Brooks Koepka fended off Viktor Hovland and Scottie Scheffler to win his fifth major championship on Sunday afternoon at Oak Hill

There have been plenty of reasons to doubt Brooks Koepka in recent months and years. He has been injured, repeatedly. He left for LIV Golf and hasn’t played much outside of the new controversial circuit. He blew a shot at a green jacket last month, too.

On Sunday, Koepka put all of that to bed.

Koepka fended off Viktor Hovland and now top-ranked Scottie Scheffler at Oak Hill Country Club in Rochester, New York, to win his third PGA Championship. It marked his fifth major title in seven years, which matched legends like Seve Ballesteros and Byron Nelson, and brought him a win from tying Phil Mickelson.

“It feels damn good. Yeah, this one is definitely special,” Koepka said. “I think this one is probably the most meaningful of them all with everything that's gone on, all the crazy stuff over the last few years.”

In the immediate aftermath of leaving for LIV Golf last June, Koepka struggled to keep up. He missed the cut at the Masters and British Open last year, and finished in 55th at the PGA Championship and U.S. Open.

That also came just after a stretch where Koepka kept injuring his knee and even came close to considering retirement, something shown in great detail in “Full Swing” on Netflix earlier this year.

“I just think, I guess, [it] validates it for myself,” Koepka said of Sunday's victory. “I guess maybe if anybody doubted it from Augusta or whatever, any doubts anybody on TV might have or whatever, I'm back. I'm here.”

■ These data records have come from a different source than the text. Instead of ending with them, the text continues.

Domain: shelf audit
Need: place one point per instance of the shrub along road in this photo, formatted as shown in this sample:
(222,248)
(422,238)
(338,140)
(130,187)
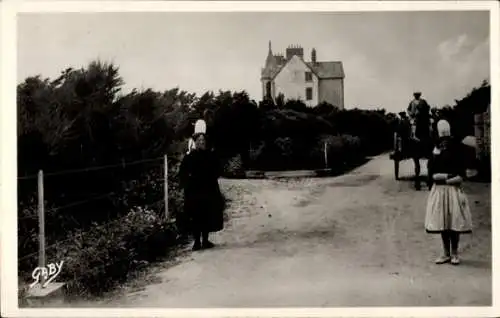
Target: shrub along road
(353,240)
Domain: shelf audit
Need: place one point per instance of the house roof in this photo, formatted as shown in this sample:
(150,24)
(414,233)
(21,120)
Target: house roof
(323,70)
(327,69)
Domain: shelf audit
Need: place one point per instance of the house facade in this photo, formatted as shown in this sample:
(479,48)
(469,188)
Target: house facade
(312,82)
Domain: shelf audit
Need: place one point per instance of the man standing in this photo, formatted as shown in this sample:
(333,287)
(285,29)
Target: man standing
(419,113)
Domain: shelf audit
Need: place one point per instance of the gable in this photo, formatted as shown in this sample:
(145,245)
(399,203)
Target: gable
(294,63)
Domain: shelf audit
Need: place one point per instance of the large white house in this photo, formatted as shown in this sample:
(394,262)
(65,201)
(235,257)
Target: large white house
(312,82)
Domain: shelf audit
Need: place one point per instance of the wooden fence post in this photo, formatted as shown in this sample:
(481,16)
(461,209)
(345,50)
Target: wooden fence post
(326,155)
(165,186)
(41,225)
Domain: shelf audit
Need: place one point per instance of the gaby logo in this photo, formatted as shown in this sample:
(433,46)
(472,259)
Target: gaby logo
(48,273)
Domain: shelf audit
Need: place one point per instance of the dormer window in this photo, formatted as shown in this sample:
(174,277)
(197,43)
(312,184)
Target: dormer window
(308,77)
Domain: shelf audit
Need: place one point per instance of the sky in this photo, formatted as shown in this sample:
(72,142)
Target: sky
(386,55)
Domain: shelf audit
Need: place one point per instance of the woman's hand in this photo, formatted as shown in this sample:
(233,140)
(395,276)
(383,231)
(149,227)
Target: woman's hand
(440,176)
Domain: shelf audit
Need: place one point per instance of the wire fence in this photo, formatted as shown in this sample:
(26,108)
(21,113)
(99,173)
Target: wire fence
(78,234)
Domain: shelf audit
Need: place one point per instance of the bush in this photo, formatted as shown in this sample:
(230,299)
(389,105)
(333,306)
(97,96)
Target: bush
(99,259)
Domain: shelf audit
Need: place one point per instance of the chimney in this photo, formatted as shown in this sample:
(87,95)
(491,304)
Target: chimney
(294,50)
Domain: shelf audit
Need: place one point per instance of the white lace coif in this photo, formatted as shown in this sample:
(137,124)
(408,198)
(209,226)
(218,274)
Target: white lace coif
(200,127)
(444,129)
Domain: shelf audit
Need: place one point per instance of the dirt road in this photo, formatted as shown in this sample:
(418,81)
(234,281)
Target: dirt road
(353,240)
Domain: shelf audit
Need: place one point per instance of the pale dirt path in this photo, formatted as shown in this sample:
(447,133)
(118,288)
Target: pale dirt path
(353,240)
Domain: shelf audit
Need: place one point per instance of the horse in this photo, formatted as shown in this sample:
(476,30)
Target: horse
(418,144)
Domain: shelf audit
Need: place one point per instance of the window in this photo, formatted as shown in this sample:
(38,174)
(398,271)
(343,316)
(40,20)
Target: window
(308,77)
(309,93)
(268,89)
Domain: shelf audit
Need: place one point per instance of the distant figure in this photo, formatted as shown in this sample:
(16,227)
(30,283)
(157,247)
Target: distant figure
(403,132)
(203,200)
(448,211)
(419,112)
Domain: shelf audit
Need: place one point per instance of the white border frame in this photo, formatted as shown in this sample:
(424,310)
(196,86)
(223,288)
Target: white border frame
(8,162)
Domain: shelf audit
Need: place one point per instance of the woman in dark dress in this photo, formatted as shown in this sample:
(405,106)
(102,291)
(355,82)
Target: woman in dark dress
(448,211)
(203,200)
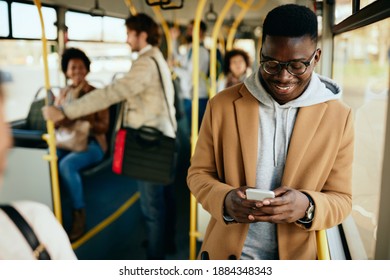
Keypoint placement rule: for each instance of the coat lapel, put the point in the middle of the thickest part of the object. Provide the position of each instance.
(306, 125)
(248, 126)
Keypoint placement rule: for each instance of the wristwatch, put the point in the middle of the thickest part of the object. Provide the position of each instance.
(309, 214)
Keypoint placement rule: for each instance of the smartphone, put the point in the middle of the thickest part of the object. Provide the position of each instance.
(258, 194)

The win is undoubtedly impressive. Winning a major is no easy feat. But this win should have been Koekpa’s second in as many months. He entered the final round at Augusta National with a two-shot lead over Jon Rahm, and seemed poised to win his first Masters.

But Koepka stumbled late, ended up going 3-over in the round and losing by four strokes.

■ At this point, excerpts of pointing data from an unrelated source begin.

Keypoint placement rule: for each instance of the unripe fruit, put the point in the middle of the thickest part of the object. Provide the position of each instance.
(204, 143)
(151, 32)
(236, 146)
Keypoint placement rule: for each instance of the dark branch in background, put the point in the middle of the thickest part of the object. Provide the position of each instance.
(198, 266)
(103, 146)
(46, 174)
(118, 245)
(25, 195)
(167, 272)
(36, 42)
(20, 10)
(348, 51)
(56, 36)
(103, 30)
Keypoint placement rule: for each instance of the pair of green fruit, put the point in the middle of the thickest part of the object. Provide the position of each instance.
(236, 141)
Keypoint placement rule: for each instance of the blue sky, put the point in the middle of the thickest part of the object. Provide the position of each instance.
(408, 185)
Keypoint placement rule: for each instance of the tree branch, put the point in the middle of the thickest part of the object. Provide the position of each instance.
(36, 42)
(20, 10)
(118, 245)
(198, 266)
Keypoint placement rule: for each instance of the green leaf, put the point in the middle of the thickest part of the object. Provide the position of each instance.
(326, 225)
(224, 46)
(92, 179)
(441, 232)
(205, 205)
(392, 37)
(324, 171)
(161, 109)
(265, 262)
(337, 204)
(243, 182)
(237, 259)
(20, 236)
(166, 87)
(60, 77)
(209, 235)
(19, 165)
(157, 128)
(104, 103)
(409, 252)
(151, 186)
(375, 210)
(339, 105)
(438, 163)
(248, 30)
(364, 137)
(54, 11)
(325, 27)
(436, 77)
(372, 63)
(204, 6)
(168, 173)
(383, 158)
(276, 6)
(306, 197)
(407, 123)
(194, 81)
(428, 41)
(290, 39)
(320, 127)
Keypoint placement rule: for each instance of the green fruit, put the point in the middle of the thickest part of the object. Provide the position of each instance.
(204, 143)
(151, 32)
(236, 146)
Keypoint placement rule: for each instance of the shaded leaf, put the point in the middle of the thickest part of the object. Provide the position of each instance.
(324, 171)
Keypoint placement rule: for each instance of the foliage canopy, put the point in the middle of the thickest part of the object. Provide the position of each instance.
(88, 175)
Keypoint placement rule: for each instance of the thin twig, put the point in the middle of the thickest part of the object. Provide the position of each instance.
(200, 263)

“I definitely wouldn't have, I don't think, won today if that didn't happen, right?” Koepka said. “Definitely take it and keep using it going forward for each event, each major, any time I'm in contention, but I'm not going to share. I can't give away all the secrets.”

Whatever he tweaked, it worked.

Koepka wasted very little time Sunday. He made three birdies in his first four holes, and then made four more on the back side to offset as many bogeys while keeping Hovland at an arm’s length as Scheffler's run came too late.

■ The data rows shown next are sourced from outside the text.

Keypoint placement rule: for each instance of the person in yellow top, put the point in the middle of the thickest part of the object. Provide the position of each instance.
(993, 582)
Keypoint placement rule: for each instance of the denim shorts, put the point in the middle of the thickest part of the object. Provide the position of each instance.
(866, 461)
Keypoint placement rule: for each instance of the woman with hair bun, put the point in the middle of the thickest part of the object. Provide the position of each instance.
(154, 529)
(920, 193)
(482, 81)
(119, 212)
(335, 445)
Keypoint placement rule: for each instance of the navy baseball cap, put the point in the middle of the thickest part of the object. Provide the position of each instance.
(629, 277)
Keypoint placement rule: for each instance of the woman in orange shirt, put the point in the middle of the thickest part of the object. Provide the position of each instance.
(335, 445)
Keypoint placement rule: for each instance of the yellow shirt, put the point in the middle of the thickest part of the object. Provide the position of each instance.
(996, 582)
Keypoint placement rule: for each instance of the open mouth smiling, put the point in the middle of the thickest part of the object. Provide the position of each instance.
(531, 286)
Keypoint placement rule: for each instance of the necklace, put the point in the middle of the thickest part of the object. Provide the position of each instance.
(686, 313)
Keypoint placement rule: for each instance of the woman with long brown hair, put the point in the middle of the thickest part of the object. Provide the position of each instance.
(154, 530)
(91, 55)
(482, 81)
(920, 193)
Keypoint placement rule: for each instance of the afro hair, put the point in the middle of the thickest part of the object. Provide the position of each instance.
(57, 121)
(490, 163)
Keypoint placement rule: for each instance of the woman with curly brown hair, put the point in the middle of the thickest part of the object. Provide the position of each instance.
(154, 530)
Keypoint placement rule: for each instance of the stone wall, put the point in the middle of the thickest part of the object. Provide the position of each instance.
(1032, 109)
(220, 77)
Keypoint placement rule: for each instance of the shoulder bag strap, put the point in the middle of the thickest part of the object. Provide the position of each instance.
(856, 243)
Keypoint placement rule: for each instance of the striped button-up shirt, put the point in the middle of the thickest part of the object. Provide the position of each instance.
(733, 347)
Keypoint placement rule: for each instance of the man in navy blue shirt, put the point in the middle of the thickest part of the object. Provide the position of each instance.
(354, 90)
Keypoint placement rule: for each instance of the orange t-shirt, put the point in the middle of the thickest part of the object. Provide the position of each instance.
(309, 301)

In fairness to Koepka, he's had success at LIV Golf recently. He won twice there and sits second in the overall player points rankings headed into next week’s tournament in Washington, D.C. But that’s about the only place that Koepka can play now, and it’s hard to find on TV. Just look at Dustin Johnson’s playoff win last week in Oklahoma that most couldn’t watch. It’s hard to judge how that game will translate over to the major championships, too.

And after all, Koepka is the first LIV Golf member to win a major since the league’s inception — though he’s not too focused on that bit.

“I definitely think it helps LIV, but I'm more interested in my own self right now, to be honest with you,” he said.

Sunday’s win should eliminate any questions about whether Koepka, and even other big names on the Saudi Arabian-backed circuit, can still hold their own as that league develops. We’re halfway through the major championship calendar now, and Koepka has a trophy and a runner-up finish to his name.

After looking back on the past several months, it made the moment walking up from the 18th green Sunday that much more special.

“I think it was definitely what I accomplished [that made me so emotional],” he said. “Pardon my language, but it’s all the f***ing s**t I had to go through. No one knows. No one knows, I think, all the pain. There’s a lot of times where I just couldn’t even bend my knee. Yeah, it felt good. It felt really good.”

With the U.S. Open right around the corner next month in Los Angeles, and the way he has been playing on golf’s biggest stages, there’s no reason to doubt Koepka will be in the conversation again. A sixth major, at the very least, is coming soon.